Is this correct? I don't really feel like it is… none of these equations are in my university notes. The only equations in the notes are:
$$P_{on}=I_D^2 R_{DS(ON)} \frac{t_{ON}}{T}$$$$P_{off}=V_{DS(max)}I_{DSS} \frac{t_{OFF}}{T}$$
But these pertain to MOSFETs and I don't really see how I can use these to solve the question…

Best Answer

Those MOSFET formulas don't take into account any switching; only the time in between - I'm pretty sure you knew that, but anyway.

When the transistor is on, it has 2v across it and 25A going through it.

P = I V = 25 x 2 = 50W.

But duty cycle is 50%, so during the on period it dissipates 50W, but overall, 25W. Actually, it's a but less than that, since there is the turn off / on time of 100ns.

The total cycle time = 1 / 100kHz = 10us, so with switch time being 100ns, that's 1% each way. So, your transistor is only fully on for 49% of the time.
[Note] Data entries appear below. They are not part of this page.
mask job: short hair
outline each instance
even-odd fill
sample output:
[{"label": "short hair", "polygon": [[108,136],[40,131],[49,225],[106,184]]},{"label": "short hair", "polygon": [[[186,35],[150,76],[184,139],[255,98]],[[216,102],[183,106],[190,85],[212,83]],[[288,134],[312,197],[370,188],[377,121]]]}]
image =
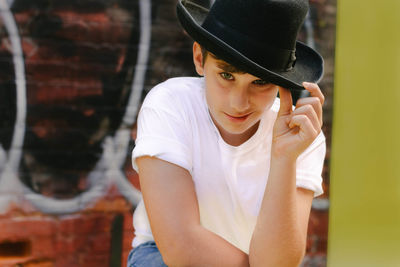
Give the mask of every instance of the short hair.
[{"label": "short hair", "polygon": [[207,58],[207,55],[208,55],[208,51],[207,51],[207,49],[204,48],[204,46],[200,45],[200,47],[201,47],[201,54],[203,56],[202,64],[204,66],[204,63],[206,62],[206,58]]},{"label": "short hair", "polygon": [[[216,56],[216,55],[214,55],[214,54],[212,54],[212,53],[210,53],[207,49],[205,49],[204,48],[204,46],[202,46],[202,45],[200,45],[200,48],[201,48],[201,54],[202,54],[202,64],[203,64],[203,66],[204,66],[204,63],[206,62],[206,58],[208,57],[208,54],[210,54],[213,58],[215,58],[215,59],[217,59],[217,60],[222,60],[222,61],[224,61],[223,59],[220,59],[220,58],[218,58],[218,56]],[[246,71],[244,71],[244,70],[241,70],[240,68],[238,68],[238,67],[236,67],[236,66],[234,66],[234,65],[232,65],[232,64],[230,64],[230,63],[228,63],[228,62],[226,62],[226,64],[228,65],[228,66],[225,66],[225,68],[227,67],[229,70],[228,70],[228,72],[232,72],[232,73],[246,73]]]}]

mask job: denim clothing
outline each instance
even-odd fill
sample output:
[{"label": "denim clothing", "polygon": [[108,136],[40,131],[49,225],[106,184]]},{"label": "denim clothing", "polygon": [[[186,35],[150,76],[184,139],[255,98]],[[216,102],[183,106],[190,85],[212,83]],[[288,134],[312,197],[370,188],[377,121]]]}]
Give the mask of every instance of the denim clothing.
[{"label": "denim clothing", "polygon": [[132,249],[127,267],[167,267],[154,241],[145,242]]}]

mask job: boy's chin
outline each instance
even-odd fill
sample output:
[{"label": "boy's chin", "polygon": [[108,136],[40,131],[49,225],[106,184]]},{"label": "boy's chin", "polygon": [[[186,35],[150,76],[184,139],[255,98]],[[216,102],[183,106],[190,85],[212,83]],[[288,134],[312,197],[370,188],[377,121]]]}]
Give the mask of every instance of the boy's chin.
[{"label": "boy's chin", "polygon": [[241,126],[227,126],[224,127],[225,132],[227,132],[230,135],[246,135],[249,134],[250,132],[254,133],[257,130],[257,123],[252,123],[250,125],[241,125]]}]

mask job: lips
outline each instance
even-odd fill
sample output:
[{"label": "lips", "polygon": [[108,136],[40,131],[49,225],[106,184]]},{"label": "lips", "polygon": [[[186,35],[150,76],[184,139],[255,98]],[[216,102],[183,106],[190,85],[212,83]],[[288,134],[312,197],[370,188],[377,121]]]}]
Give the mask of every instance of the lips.
[{"label": "lips", "polygon": [[231,121],[235,121],[235,122],[245,121],[250,116],[250,114],[251,113],[244,114],[244,115],[242,115],[242,114],[231,115],[231,114],[225,113],[225,115],[228,117],[228,119],[230,119]]}]

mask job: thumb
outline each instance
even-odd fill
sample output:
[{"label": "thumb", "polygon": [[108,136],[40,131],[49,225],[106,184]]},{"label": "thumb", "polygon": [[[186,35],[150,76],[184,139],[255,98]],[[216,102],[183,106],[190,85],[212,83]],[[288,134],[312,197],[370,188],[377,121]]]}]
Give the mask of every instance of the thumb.
[{"label": "thumb", "polygon": [[286,88],[279,86],[280,108],[278,116],[289,115],[292,113],[292,95]]}]

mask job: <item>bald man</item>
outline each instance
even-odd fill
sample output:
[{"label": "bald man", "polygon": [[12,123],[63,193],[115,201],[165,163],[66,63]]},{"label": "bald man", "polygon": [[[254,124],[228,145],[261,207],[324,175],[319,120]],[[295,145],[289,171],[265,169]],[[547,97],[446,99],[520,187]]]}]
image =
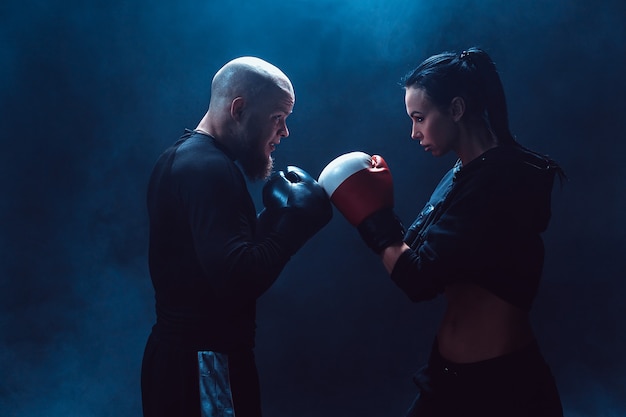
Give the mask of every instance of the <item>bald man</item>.
[{"label": "bald man", "polygon": [[[294,103],[280,69],[234,59],[213,77],[196,129],[156,162],[147,196],[157,319],[141,372],[146,417],[261,416],[256,300],[332,216],[305,171],[270,175]],[[269,177],[258,216],[244,175]]]}]

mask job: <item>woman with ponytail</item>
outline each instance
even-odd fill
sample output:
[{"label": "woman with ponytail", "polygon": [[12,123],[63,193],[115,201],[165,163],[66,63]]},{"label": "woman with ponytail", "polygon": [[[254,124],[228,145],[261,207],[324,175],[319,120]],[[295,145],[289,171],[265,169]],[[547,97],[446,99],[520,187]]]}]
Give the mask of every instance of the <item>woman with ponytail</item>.
[{"label": "woman with ponytail", "polygon": [[393,211],[380,155],[342,155],[319,182],[411,300],[446,298],[407,417],[562,417],[529,312],[563,172],[511,134],[485,51],[434,55],[403,81],[411,137],[434,156],[458,157],[411,227]]},{"label": "woman with ponytail", "polygon": [[563,173],[511,134],[485,51],[434,55],[403,81],[411,137],[434,156],[458,157],[411,227],[393,212],[381,156],[342,155],[319,181],[411,300],[447,300],[407,417],[562,417],[529,312]]},{"label": "woman with ponytail", "polygon": [[562,417],[529,311],[554,177],[563,173],[511,134],[485,51],[432,56],[403,84],[411,137],[434,156],[458,156],[403,241],[381,252],[413,301],[447,299],[407,416]]}]

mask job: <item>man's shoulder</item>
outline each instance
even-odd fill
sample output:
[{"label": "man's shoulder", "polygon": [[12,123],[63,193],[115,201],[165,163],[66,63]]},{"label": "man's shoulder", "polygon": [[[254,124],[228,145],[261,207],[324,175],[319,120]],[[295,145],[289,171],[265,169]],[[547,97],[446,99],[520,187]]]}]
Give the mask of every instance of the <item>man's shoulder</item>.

Substitute as above, and you get 24.5W for the fully on portion.

When off, no current flows, therefore no power is dissipated. So that's zero watts.

Finally, the rise and fall time. This could get very tricky depending how far you want to go; your exercise gives little hint as far as I gather what's expected; only the "inductive" load for which AFAIK detail are missing; that, and that the model of the transistor is highly simplified, so they're trying to get you to focus on something other than that. So, guessing, but maybe they want the following.

So, rise and fall: it will dissipate a lot if power during this transition period; consider when half the voltage is across the transistor, and the other half across a resistive load. The current through both would be 12.5A. At 300v, each will dissipate 12.5 x 300 = 3750W (at that instant). That would be the peak power dissipating in the transistor (impedance matching) so that gives you an upper bound for switching losses. 2% of the time, no more than (2% x 3750W) = 75W would be lost. So the total losses would no more than 99.5W. But as I said, that assumes a resistive load.